Simple linear regression finds the best-fit line y = a + bx by minimizing the sum of squared residuals. The slope b = Sxy / Sxx and the intercept a = ȳ - b·x̄, where Sxx is the sum of squared deviations of x and Sxy is the sum of cross products between x and y. Multiple regression extends this using matrix algebra to solve for multiple coefficients simultaneously.

Question 3

What does R² mean?

Accepted Answer

R² (coefficient of determination) measures the proportion of variance in the dependent variable that is predictable from the independent variables. An R² of 0.85 means the model explains 85% of the variance in y. However, a high R² does not prove causation, and adding more predictors always inflates R² even if they are irrelevant, which is why adjusted R² is sometimes preferred.

Question 4

What is the difference between confidence interval and prediction interval?

Accepted Answer

A confidence interval estimates the mean response at a given x value — it tells you where the average y falls for all observations with that x. A prediction interval estimates where a single new observation will fall.

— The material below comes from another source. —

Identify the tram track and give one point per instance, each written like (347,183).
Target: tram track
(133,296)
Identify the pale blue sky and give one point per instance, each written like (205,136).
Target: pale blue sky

Prediction intervals are always wider because they include both the uncertainty in the regression line and the inherent random scatter of individual data points.

Question 5

What assumptions does linear regression make?

Accepted Answer

Linear regression assumes: linearity (the true relationship is linear), independence of observations, homoscedasticity (constant variance of residuals), approximate normality of residuals, and no severe outliers. For multiple regression, it also assumes no severe multicollinearity among predictors. Violating these assumptions can produce biased coefficients or misleading confidence intervals.

Question 6

What is the difference between simple and multiple linear regression?

Accepted Answer

Simple linear regression has one independent variable and fits a line (y = a + bx). Multiple linear regression has two or more independent variables and fits a hyperplane (y = b0 + b1x1 + b2x2 + ...). Multiple regression can capture more complex relationships but requires more data and careful attention to multicollinearity and model selection.

Question 7

Can I use this calculator for polynomial or nonlinear regression?

Accepted Answer

This calculator is designed for linear regression only, but you can fit polynomial models by entering transformed variables (e.g., x²) as additional predictors in multiple regression mode. True nonlinear regression requires iterative methods not included here.